TimLariviere / Fabulous-new

Fabulous v2 - Work in progress
https://timothelariviere.com/Fabulous-new/
Other
41 stars 3 forks source link

Enumerator for diffing #51

Closed twop closed 2 years ago

twop commented 2 years ago

Fixes: https://github.com/TimLariviere/Fabulous-new/issues/35

Bench summary

Process message depth 15

Mem Usage

baseline: 1,535 MB
stream diff: 810 MB ( -47.2% !!!!)

Time

baseline: 2,834.4 ms
stream diff: 2,379.2 ms ( - 16%)

How I got there

The main idea behind this PR is that diffing can be done a streaming fashion without any extra allocations. But first let's talk about architecture.

Why decouple calculating a diff from applying it

Potentially it is "easy" to achieve max performance by just applying the diff immediately when we detect a change. Besides being not the most cleanest design it also lacks flexibility how the diff is going to be consumed.

There are several benefits to decoupling diffing from applying changes:

  1. It is potentially relevant for tests (record changes instead of applying them)
  2. Optimal order of applying changes. Example: update width and height scalars before updating children (to avoid wasted layouts)
  3. You can pause/resume streaming, which is not relevant at the moment but it is a powerful ability.

If you heard about "Inversion of control" idea, that is exactly that.

How to avoid allocations

In F# if you use for value in collection do construct you can implement your own MyCustomIterator by simply having these:

  1. collection should have a method GetEnumerator
  2. It has returns an object that has two methods defined on it Current: 't and MoveNext: () -> bool.

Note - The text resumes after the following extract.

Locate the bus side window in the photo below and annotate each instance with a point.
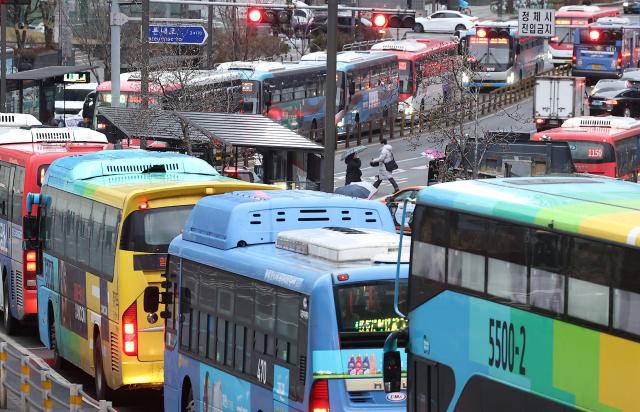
(17, 195)
(5, 182)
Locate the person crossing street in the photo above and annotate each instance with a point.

You can find more about it here (Section: "Readonly and ref-like structs"): https://bartoszsypytkowski.com/writing-high-performance-f-code/

Now equipped with that knowledge we need to implement custom enumerators for diffing scalars, widget attributes and widget collection attributes (WidgetDiff.fs)

How it works

Instead of calculating "One Big Diff" we create an object that you can pull to get changes, also that eliminates second traversal of the widget tree. So semantically it works exactly the same as you would call applyAttributeDiff immediately when you detect one, but conceptually they are still decoupled from each other, forming more flexible and less brittle architecture.

AND NO EXTRA ALLOCATIONS!

Misc

While looking at decompiled output I noticed that we sometimes create boxed calls via Tuple (heap allocated) for functions like these:

type IAttributeDefinition =
    abstract member UpdateNode : (obj voption *IViewNode) -> unit // <--- boxed call!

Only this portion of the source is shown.